Table 2. Precision, recall and F-measure.
Fig. 5.
figure 5

ROC curve of the static method and DUAM.

Obviously, different thresholds exert great influence on our model to generate attributes in accordance with users. To visually evaluate performance in the proposed DUAM and the static method, we utilize ROC curve which is typically used to evaluate binary classifier output quality and can also be applied to assess our model.

The accuracy is denoted as the area under the ROC curve (AUC), which is ranging from 0 to 1. As presented in Fig. 5, the larger AUC implies the more accurate prediction.

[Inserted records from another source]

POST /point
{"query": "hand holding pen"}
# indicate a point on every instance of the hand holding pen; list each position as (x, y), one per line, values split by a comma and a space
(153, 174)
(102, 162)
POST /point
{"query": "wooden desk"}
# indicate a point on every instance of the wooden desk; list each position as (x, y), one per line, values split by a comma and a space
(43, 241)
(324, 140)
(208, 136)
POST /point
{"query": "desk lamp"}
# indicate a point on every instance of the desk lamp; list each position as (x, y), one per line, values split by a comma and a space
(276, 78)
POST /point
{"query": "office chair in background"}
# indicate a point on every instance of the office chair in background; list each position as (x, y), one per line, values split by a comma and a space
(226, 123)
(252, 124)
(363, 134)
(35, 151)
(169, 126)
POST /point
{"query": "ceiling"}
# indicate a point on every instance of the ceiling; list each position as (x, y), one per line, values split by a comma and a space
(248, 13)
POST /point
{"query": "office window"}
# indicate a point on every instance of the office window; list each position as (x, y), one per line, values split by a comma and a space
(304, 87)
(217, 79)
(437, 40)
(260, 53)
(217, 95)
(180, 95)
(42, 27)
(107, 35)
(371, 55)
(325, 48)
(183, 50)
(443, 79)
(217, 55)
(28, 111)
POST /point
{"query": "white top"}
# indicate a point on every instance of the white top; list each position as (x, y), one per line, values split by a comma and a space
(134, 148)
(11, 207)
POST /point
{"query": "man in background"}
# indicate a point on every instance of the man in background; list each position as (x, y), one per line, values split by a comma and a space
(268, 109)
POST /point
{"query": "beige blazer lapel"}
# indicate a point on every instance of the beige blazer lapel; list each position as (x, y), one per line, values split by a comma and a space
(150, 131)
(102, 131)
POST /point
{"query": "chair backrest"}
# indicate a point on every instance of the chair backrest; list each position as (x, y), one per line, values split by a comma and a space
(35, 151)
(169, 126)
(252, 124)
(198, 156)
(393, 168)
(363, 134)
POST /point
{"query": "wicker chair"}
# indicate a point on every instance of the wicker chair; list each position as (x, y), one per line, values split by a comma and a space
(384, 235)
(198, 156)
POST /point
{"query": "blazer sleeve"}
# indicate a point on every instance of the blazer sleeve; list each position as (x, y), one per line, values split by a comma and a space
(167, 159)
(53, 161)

Hence, our proposed model significantly outperforms the static method.

5 Conclusions and Future Work

In this paper, we targeted at dynamically discovering user attribute on social media service. Based on Biterm Topic Model (BTM), we proposed a novel Dynamic User Attribute Model (DUAM) to analyze changing tendency of user attribute on Sina Weibo. As compared with the static method, which presents user attribute in a static process, our proposed model leveraged time windows and a decay function to describe fresh attributes that better meet user current demands. Extensive experiments on our crawled dataset from Sina Weibo showed the effectiveness of our model.

In future work, we will further research the problem with multi-data sources adding images or short videos. For our initial exploration, we only focus on the content-based data. However, in order to set up a real application running on a variety of social media platforms, we should further investigate how to automatically discover user attribute through user-generated contents, images and short videos. On all accounts, our proposed method has a great potential to stimulate future research in social network.